Sponsored in part by... Fetch Softworks GET FETCH 5 FOR FREE! Fetch Softworks makes Fetch, the original
Macintosh FTP client, free for educational and charitable use.
Fetch 5.3 includes a new look and Leopard technology support.
Apply today at <http://fetchsoftworks.com/edapply>!

 [F] TidBITS  / TidBITS  / TidBITS Talk  /

Concordance Software for Mac?

[dave28c]dave28c (apparently) - 04:04am Feb 19, 2008 PST
via email - Dave Clark

I'm looking for decent and cheap Concordance software for Mac that
will create a full concordance of a large PDF. I have numerous
documents created in a word processing program (probably Word for
Windoze) and then converted to PDF that are quite large -- 30 or so
pages -- and I'd like to create a full word list. I have in mind
something like the word list that is created for deposition
transcripts, although these are not depos.

I've done a Google search and found nothing suitable, except small
programs that will allow the user to insert an identified word into a
search box, then tell you everywhere the word appears. Preview will
do that. What I am looking for is a program that gives a list of
every word, maybe with the exception of the "noise words" like a, an,
and, the, and so on.

Thanks for the help.

Dave




Mark as Read
  OutlineAll MessagesOlder MessagesOldest MessagesNewest MessagesNewer Messages

Curtis Wilcox (apparently) - Feb 19, 2008 11:51 am (#1 Total: 7)  

Reply to this message
via email  

Photo of Author
Posts: 345
Re: Concordance Software for Mac?

On Feb 19, 2008, at 6:04 AM, David Clark wrote:

> I'm looking for decent and cheap Concordance software for Mac that
> will create a full concordance of a large PDF. I have numerous
> documents created in a word processing program (probably Word for
> Windoze) and then converted to PDF that are quite large -- 30 or so
> pages -- and I'd like to create a full word list.
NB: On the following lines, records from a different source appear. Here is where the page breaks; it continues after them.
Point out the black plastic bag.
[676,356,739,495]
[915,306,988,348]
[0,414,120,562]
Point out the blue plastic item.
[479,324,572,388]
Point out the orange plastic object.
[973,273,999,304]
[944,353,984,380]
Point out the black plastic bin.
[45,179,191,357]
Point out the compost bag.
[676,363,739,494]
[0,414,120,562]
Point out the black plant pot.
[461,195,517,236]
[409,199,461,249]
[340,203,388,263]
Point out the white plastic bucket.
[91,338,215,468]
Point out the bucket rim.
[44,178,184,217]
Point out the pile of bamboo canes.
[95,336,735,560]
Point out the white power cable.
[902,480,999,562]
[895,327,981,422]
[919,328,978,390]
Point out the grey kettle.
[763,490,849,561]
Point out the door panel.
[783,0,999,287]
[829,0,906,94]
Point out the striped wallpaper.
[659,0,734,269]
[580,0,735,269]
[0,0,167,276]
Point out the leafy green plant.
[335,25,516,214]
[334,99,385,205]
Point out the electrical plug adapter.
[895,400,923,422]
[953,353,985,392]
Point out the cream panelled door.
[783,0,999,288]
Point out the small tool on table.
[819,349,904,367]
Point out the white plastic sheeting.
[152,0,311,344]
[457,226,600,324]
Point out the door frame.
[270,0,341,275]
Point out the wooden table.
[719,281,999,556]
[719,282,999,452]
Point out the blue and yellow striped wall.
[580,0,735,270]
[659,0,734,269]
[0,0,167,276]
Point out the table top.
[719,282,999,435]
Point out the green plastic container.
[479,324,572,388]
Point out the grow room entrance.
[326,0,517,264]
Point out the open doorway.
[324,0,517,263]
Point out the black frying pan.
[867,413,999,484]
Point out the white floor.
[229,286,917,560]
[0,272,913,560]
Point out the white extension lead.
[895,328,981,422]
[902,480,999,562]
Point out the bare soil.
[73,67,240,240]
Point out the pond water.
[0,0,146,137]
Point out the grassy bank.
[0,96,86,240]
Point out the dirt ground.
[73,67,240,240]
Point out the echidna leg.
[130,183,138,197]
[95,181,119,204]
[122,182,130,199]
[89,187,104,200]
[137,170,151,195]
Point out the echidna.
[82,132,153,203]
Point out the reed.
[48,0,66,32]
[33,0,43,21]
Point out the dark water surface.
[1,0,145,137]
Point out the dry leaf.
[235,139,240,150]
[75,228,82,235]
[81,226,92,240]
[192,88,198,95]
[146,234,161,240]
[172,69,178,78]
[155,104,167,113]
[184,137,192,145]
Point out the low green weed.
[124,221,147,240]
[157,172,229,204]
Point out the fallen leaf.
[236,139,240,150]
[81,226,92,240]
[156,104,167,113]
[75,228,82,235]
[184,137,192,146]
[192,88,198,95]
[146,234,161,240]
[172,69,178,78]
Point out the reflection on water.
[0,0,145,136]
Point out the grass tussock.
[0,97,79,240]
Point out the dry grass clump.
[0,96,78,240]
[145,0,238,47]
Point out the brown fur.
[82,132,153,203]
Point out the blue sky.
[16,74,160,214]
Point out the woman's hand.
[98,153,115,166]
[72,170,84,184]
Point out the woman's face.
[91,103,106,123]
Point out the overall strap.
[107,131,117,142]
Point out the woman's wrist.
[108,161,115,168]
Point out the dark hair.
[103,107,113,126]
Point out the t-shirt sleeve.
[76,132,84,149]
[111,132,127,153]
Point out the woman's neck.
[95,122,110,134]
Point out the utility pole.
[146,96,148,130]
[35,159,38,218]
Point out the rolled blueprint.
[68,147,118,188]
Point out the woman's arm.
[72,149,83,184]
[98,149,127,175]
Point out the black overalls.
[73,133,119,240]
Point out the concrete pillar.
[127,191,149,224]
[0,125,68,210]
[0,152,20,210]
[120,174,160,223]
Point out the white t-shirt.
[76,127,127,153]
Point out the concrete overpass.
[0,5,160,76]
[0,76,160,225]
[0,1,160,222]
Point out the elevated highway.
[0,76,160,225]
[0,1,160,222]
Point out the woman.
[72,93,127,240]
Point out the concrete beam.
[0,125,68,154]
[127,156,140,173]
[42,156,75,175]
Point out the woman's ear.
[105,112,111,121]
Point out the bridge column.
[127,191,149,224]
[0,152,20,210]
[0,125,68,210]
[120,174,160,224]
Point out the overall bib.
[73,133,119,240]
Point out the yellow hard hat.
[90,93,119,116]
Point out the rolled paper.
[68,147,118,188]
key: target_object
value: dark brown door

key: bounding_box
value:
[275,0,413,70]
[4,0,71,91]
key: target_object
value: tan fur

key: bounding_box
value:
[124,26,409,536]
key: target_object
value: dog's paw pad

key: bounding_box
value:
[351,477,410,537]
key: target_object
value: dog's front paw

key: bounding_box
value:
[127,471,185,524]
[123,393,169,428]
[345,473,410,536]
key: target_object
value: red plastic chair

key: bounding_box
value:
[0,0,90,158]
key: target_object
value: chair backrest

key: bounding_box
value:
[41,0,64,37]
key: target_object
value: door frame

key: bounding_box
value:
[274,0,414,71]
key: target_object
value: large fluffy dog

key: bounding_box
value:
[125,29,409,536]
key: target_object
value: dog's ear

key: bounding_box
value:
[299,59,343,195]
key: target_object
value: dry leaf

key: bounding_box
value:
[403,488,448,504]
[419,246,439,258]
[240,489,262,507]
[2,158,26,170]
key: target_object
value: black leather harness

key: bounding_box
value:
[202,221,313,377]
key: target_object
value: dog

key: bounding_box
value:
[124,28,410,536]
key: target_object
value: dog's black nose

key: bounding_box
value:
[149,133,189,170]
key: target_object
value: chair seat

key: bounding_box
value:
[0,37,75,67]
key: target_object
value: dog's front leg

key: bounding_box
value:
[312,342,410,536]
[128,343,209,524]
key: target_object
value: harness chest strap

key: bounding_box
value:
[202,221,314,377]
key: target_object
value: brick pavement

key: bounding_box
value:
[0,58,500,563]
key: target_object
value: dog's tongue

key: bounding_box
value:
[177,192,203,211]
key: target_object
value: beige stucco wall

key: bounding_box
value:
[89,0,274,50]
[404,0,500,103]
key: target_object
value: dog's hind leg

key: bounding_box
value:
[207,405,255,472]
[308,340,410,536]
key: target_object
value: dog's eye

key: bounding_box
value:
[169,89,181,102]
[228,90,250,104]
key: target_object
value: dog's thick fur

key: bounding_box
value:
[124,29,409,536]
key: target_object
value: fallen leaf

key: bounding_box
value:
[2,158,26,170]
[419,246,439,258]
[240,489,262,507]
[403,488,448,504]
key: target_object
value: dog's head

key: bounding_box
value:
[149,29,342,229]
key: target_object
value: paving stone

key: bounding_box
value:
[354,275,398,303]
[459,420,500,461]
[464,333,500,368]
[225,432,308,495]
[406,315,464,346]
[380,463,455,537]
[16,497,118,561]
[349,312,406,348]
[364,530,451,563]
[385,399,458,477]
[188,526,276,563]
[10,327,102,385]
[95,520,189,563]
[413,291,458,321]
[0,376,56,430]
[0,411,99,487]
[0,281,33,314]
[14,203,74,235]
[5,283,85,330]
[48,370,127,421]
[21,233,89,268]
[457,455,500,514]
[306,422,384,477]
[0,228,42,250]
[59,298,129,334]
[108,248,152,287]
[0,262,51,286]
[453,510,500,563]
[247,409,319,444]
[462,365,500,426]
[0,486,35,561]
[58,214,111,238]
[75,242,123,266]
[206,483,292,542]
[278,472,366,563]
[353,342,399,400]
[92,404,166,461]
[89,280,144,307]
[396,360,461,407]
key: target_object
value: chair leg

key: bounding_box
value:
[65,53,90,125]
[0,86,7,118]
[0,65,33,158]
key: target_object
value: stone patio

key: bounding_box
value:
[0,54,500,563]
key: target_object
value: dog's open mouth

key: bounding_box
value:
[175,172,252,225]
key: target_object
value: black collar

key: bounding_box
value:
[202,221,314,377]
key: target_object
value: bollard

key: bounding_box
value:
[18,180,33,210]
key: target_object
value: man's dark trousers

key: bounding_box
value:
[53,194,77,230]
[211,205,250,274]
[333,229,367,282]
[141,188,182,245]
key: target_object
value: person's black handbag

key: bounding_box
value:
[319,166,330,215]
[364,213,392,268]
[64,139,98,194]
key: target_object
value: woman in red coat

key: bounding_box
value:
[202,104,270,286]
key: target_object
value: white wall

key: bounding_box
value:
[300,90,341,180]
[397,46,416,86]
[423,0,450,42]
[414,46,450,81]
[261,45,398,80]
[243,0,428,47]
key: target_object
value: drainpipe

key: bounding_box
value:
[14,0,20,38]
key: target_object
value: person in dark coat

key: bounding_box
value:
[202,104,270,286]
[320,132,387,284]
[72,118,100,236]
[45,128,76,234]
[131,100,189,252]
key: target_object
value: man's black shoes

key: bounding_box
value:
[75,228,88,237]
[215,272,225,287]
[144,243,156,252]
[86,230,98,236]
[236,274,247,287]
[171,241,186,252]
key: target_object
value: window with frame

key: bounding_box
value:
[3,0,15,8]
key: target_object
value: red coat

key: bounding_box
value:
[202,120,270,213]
Sounds like a job for, Perl! But first, you need the text as text.
One thing Adobe Reader has over Preview.app (at least as of 10.4) is
Adobe Reader has a Save As Text option. Sure, in Preview you can
Select All, Copy, then Paste into a text document but Save As Text
seems easier and I think the output might be cleaner. If you want a
concordance created from multiple PDFs, you could probably merge them
together using a program like Combine PDFs then use Save As Text.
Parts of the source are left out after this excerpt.